Both Beyonce and Philip Green, the boss of Topshop’s parent company, emphasized the word “partnership” to indicate that their joint venture—each side owns 50% of Parkwood Topshop Athletic—is something more than the celebrity- and fashion-driven annual collections that other fast fashion brands have used to distinguish themselves. Sweden’s H&M has been a leader in this space—Karl Lagerfeld, Lanvin, and Isabel Marant are some of the names at the cutting edge of high fashion that have made one-off collections in recent years; Japan’s Uniqlo created a +J line with Jil Sander; and Topshop itself has a sporadic “Kate Moss for Topshop” collection. All of these have been monster hits from their brands.
Beyonce’s star power is a driver, but so is the choice to place the line within the growing category of clothes known as “soft dressing.” “We have been looking at this category as fashion-inspired fitness develops, and know that this is right in our customers’ heartland,” Green said. Beyonce seems to be mixing the best of two prevailing trends with her new line. On one hand, stylish clothes for sweating in, as pioneered by brands such as yoga-wear queen Lululemon; Gap’s CEO declared fitness-inspired wear as “the new denim” recently. And on the other, high-end streetwear as pioneered by niche designers such as Alexander Wang and beloved by the likes of Rihanna, Beyonce and her husband, the rapper Jay Z. Speaking of Wang, his new one-off collaboration with H&M launches imminently and features… athletic streetwear.
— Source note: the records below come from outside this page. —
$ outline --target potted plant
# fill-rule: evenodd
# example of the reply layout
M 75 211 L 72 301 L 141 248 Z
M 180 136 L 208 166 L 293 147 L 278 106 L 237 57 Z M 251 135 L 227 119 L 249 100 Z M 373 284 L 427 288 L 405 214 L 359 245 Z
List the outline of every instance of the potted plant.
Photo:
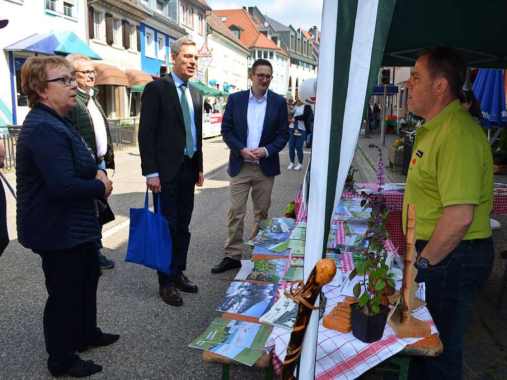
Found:
M 371 208 L 368 218 L 368 230 L 364 239 L 369 242 L 368 250 L 349 276 L 363 279 L 354 287 L 354 295 L 358 301 L 351 305 L 352 334 L 359 340 L 371 343 L 379 340 L 384 333 L 389 312 L 388 295 L 394 292 L 394 274 L 389 273 L 386 264 L 387 252 L 385 241 L 389 237 L 386 223 L 389 209 L 383 195 L 385 168 L 382 149 L 375 144 L 372 149 L 378 150 L 377 166 L 378 187 L 376 193 L 367 194 L 362 192 L 361 205 L 363 209 Z M 362 293 L 361 293 L 362 292 Z

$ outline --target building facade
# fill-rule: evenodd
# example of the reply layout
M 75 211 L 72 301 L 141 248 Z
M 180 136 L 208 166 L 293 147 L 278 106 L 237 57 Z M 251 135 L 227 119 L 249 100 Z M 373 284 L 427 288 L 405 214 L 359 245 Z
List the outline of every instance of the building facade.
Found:
M 207 52 L 206 48 L 206 13 L 211 11 L 206 0 L 180 0 L 179 2 L 179 25 L 187 32 L 200 52 Z M 205 70 L 197 66 L 195 78 L 206 83 Z
M 186 35 L 178 25 L 177 0 L 141 0 L 152 15 L 140 23 L 141 69 L 154 75 L 160 75 L 160 67 L 170 70 L 172 42 Z
M 21 89 L 21 67 L 36 52 L 30 47 L 52 32 L 73 32 L 86 41 L 86 0 L 0 0 L 0 17 L 9 20 L 0 29 L 0 126 L 21 124 L 29 110 Z M 47 35 L 48 39 L 44 38 Z M 6 50 L 14 45 L 12 50 Z M 17 46 L 19 47 L 15 47 Z M 30 50 L 31 49 L 31 50 Z M 54 54 L 51 53 L 51 54 Z
M 256 8 L 257 9 L 257 8 Z M 252 12 L 253 13 L 253 12 Z M 221 21 L 251 52 L 248 58 L 248 68 L 256 59 L 263 58 L 273 66 L 273 79 L 269 89 L 284 95 L 288 80 L 288 54 L 281 47 L 269 25 L 263 24 L 256 16 L 245 8 L 215 11 Z M 249 87 L 250 84 L 249 84 Z
M 208 66 L 208 82 L 230 93 L 248 88 L 248 57 L 251 52 L 214 13 L 206 18 L 208 45 L 213 55 Z M 229 87 L 230 86 L 230 87 Z

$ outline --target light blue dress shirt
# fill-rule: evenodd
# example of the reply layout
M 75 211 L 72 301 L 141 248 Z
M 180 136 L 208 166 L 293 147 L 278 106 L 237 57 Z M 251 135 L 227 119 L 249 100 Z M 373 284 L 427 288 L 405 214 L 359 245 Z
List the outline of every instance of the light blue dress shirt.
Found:
M 174 72 L 171 72 L 170 74 L 172 76 L 172 79 L 174 81 L 174 85 L 176 86 L 176 91 L 178 93 L 178 98 L 179 99 L 179 103 L 181 104 L 182 95 L 183 95 L 184 91 L 181 86 L 184 83 L 188 83 L 188 82 L 183 82 Z M 188 87 L 190 87 L 190 85 L 189 85 Z M 186 94 L 187 101 L 189 103 L 189 108 L 190 111 L 190 129 L 192 130 L 192 141 L 194 142 L 194 151 L 195 152 L 194 154 L 195 154 L 197 152 L 197 132 L 195 129 L 195 112 L 194 111 L 194 103 L 192 102 L 192 96 L 190 95 L 190 88 L 187 89 Z M 187 155 L 186 146 L 185 147 L 183 154 L 185 156 Z M 151 178 L 153 177 L 158 176 L 158 173 L 153 173 L 151 174 L 148 174 L 146 176 L 146 178 Z

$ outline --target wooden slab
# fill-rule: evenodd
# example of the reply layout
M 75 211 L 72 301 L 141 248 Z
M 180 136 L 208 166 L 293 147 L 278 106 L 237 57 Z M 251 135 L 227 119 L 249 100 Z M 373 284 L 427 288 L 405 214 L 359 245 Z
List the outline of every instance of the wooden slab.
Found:
M 402 322 L 400 308 L 396 308 L 392 317 L 387 322 L 396 334 L 401 338 L 427 338 L 431 334 L 429 324 L 411 316 L 408 324 Z

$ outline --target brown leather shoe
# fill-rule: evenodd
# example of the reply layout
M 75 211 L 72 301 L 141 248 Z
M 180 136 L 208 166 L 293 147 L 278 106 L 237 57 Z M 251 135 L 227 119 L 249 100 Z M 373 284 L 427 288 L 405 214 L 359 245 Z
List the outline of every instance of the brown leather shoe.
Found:
M 183 275 L 174 276 L 174 286 L 182 292 L 186 293 L 197 292 L 197 285 Z
M 167 305 L 171 306 L 181 306 L 183 305 L 182 296 L 173 286 L 159 287 L 159 294 L 164 302 Z

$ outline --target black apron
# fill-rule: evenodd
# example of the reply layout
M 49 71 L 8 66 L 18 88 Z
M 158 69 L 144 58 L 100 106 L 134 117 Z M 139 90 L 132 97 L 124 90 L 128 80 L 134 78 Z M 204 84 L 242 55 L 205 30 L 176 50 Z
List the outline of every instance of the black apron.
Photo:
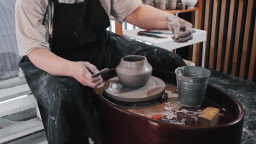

The last major business move from Beyonce’s Parkwood Entertainment, described at by its general manager as “a management, music, and production company that is owned and at the highest level operated by an artist,” was to drop her eponymous album last year with no advance warning. And that bold move didn’t do too badly. A Harvard Business School case study of the album launch suggested it was part of a trend of using “blockbuster” events to grab the public’s fickle attentions in a crowded music marketplace.
Let’s see if Beyonce can shake up the world of fast fashion just as much.